I suppose the Japanese also don't know their own culture when they say Zen philosophy was at the heart of everything from the code of bushido for the warriors to the tea ceremony, ikebana, and Japanese traditional architecture and gardening?

Or perhaps your statement was meant in the worst tradition of conservative Japanese zenophobes who think that foreigners will never be clever and unique enough, like the Japanese, to really understand Japanese culture.
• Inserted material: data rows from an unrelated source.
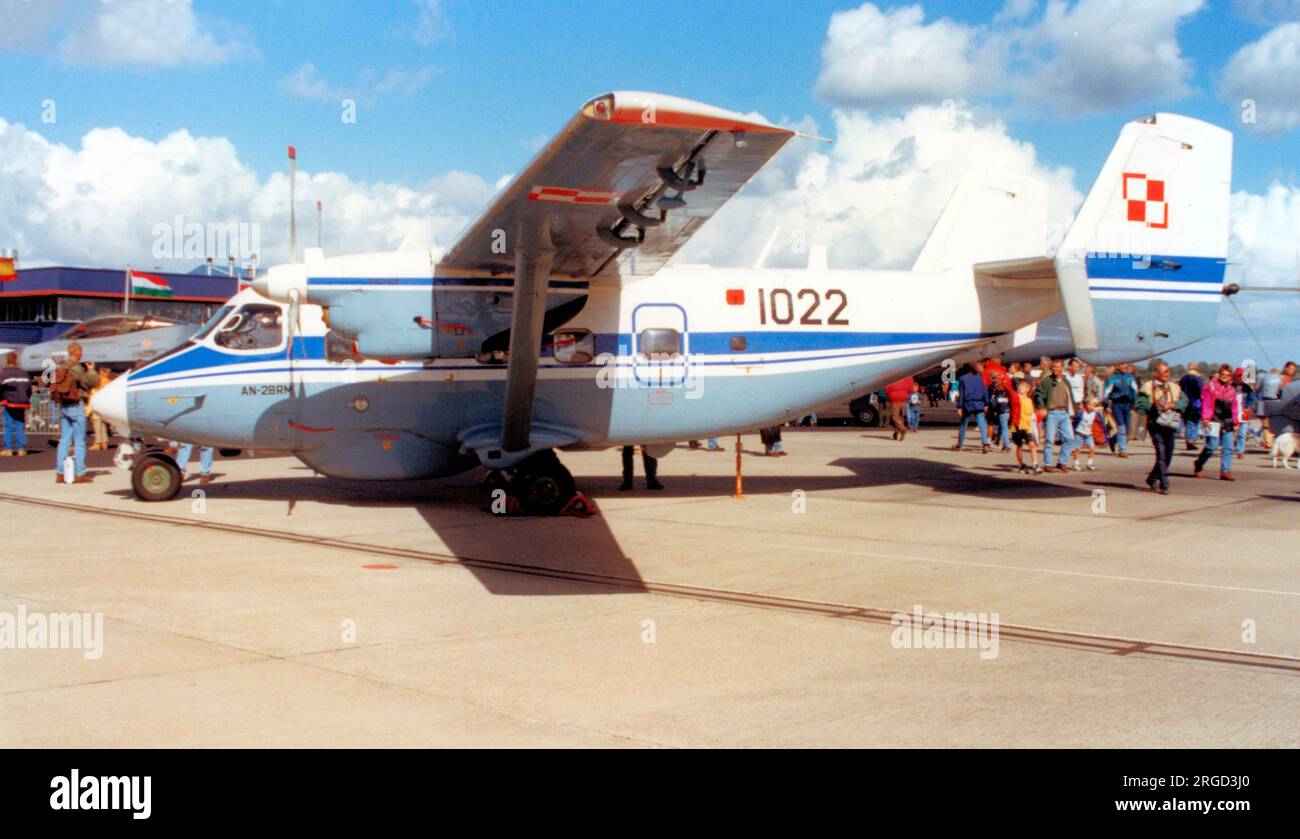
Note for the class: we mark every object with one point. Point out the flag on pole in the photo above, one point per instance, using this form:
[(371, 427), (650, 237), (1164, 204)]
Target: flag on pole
[(150, 285)]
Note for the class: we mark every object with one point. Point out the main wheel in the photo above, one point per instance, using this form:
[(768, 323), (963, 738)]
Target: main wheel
[(542, 485), (865, 412), (155, 478)]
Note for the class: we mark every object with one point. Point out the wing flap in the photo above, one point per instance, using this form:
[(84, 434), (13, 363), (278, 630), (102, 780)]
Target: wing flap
[(597, 186)]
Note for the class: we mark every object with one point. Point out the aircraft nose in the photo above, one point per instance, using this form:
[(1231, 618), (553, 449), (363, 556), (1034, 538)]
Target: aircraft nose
[(111, 402)]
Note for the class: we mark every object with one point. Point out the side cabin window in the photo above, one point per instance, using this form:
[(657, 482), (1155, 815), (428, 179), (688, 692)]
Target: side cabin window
[(254, 327), (573, 346), (659, 344)]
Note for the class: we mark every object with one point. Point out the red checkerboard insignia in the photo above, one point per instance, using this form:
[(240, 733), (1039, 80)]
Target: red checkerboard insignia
[(564, 195), (1144, 200)]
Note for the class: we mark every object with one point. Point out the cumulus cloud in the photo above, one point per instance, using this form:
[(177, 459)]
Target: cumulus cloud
[(306, 82), (146, 33), (98, 204), (1268, 11), (1106, 53), (432, 24), (1093, 55), (872, 198), (1264, 250), (1266, 72), (874, 59)]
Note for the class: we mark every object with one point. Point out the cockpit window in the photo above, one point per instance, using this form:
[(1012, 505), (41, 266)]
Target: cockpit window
[(254, 327), (212, 323)]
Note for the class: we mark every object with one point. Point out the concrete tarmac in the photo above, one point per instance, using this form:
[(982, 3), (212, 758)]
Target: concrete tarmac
[(278, 608)]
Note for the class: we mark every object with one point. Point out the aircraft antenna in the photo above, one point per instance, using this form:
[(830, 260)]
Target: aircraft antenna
[(293, 215)]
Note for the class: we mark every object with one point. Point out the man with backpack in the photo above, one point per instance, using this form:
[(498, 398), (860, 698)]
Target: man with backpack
[(971, 402), (1191, 386), (1056, 397), (69, 389), (1121, 392)]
And that Japanese culture is so complex and unique it can't be applied outside Japan to anything else?

It's amazing how much some people dislike anything connected to a religious tradition so much that they will deny the physical, material culture that evolved from it.

Malemute

Ice climber
the ghost
Dec 7, 2013 - 12:03pm PT
Does Werner have a brain tumour?
I've read that he used to be a nice person.
BASE104

Social climber
An Oil Field
Dec 7, 2013 - 12:03pm PT
Jan,

I think that that is a harsh reaction. Simply because there are centuries of tradition behind something, that doesn't make it truth.

You must acknowledge that if you are to have an open mind at all.